Pastor Andrew Brunson pens heartbreaking message to wife after meeting with prosecutor in Turkey

American pastor Andrew Brunson, who has been wrongfully jailed in Turkey for 16 months now, has written a heartbreaking message to his wife after a formal meeting with the prosecutor.

(REUTERS / Murad Sezer)Newly built Yavuz Sultan Selim bridge, the third bridge over the Bosphorus linking the city's European and Asian sides, is pictured during the opening ceremony in Istanbul, Turkey, August 26, 2016.

Pastor Brunson and his Turkish attorney met with the prosecutor in the country last week for the first time since he was detained 16 months ago. In a letter to his wife written after the formal meeting, the American pastor poured out his heart and his feeling of hopelessness over the lack of development and access to his case file, the American Center for Law and Justice detailed.

"I am very discouraged. Please have prayer for me," Pastor Brunson said in his letter to his wife. "I love you – can't handle the thought of growing old in this place, without you."

As of now, the appeal against Pastor Brunson's wrongful imprisonment offers little hope of a positive result even though it is still pending. What sinks that hope even further is the fact that he can be jailed for a maximum of seven years in Turkey even if no formal charges were to be implemented.

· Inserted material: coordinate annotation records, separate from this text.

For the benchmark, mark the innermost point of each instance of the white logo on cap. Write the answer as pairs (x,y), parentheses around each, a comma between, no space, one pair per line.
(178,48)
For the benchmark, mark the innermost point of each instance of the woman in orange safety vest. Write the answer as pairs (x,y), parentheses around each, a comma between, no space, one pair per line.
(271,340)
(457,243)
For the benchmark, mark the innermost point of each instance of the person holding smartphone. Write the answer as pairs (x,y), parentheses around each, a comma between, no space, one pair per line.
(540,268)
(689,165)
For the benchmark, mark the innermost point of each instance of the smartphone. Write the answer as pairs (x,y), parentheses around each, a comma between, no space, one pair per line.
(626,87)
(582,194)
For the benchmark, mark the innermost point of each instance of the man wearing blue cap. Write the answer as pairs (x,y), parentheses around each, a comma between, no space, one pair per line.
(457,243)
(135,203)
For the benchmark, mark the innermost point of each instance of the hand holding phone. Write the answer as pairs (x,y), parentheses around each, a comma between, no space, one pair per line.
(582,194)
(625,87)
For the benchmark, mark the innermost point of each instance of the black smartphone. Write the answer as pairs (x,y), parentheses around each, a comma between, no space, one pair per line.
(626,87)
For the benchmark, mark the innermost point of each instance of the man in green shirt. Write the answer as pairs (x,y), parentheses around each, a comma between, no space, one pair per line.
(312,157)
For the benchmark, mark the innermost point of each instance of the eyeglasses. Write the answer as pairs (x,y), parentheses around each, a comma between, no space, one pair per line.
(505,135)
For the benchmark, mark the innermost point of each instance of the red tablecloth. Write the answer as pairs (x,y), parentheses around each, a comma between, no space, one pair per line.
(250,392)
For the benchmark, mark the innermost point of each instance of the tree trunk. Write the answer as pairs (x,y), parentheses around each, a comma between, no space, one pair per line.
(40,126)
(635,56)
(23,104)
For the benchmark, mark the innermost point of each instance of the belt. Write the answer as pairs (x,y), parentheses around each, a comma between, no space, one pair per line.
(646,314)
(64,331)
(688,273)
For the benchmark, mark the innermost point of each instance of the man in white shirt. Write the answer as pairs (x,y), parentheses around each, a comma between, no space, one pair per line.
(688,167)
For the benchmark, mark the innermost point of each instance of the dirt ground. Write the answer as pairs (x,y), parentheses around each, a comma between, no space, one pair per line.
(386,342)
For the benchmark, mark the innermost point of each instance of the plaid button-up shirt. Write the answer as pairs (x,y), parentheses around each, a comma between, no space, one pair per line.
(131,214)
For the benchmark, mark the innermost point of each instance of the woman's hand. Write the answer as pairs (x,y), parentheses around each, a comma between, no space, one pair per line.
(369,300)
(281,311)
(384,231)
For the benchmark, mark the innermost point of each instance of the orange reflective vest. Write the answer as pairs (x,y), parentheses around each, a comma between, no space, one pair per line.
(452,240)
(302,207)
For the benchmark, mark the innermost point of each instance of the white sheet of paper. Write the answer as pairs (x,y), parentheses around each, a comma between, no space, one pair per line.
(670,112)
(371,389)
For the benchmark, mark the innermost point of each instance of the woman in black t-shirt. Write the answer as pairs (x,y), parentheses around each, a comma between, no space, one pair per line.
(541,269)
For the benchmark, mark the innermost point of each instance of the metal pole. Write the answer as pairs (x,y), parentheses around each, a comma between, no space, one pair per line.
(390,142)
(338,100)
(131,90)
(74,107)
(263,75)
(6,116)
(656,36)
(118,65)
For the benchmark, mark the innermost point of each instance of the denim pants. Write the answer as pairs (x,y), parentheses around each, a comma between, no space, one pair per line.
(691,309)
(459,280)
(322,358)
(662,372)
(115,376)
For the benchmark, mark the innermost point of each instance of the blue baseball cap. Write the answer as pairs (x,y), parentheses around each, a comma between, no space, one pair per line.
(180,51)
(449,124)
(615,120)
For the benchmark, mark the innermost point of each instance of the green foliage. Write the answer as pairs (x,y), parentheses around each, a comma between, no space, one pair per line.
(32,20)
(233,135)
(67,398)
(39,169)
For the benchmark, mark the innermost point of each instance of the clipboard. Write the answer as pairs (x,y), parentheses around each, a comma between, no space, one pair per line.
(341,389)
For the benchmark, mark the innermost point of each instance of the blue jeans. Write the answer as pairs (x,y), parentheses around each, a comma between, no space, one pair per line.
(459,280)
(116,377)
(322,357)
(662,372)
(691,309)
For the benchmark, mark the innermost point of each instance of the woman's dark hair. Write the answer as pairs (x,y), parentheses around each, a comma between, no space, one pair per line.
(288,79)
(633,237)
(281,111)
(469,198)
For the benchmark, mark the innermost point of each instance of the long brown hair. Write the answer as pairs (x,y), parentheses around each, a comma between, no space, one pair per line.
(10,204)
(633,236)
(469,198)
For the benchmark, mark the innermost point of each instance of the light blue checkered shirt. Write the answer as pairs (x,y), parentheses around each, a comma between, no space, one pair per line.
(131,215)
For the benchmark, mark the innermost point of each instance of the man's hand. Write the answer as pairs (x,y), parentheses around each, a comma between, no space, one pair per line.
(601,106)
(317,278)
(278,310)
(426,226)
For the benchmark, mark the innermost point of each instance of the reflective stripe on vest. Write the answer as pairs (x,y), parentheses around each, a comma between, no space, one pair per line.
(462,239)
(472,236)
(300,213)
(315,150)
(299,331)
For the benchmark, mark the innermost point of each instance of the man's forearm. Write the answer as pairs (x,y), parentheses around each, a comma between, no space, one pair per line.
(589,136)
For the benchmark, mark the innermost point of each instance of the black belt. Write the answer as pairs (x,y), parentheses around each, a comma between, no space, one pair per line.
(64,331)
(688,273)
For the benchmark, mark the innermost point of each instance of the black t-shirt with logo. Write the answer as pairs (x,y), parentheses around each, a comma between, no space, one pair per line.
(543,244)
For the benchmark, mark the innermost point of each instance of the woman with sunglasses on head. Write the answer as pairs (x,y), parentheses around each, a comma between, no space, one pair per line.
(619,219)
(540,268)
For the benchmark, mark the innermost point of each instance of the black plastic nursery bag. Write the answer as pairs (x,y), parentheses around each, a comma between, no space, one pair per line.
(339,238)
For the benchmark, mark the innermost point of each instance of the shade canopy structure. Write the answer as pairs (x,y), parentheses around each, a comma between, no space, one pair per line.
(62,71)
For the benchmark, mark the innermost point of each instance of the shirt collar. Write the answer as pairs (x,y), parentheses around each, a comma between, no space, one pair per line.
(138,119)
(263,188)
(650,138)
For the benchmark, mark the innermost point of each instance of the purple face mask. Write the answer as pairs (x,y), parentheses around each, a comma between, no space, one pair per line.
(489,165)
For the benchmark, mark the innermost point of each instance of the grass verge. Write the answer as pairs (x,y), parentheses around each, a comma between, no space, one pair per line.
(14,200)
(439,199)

In light of his situation, the ACLJ is asking Christians to pray for Pastor Brunson, his family, and his release. The organization has already elevated his case to Congress, the White House, and the United Nations, and has vowed to continue fighting for his freedom.

Last month, a document was written and signed by 24 members of the Council of Europe who criticized Turkey for the wrongful detention of Pastor Brunson. The declaration also slammed Turkish President Recep Tayyip Erdogan for treating the American missionary as a "bargaining chip" to repatriate the suspected mastermind in a failed coup attempt from the U.S., World Net Daily reported.

In addition, the document noted the "inhumane" living conditions of the American missionary in jail and the lack of evidence to establish that he had indeed committed a crime. The ACLJ hailed the ministers' move and said the latter's support formed a critical step in its fight for Pastor Brunson's release.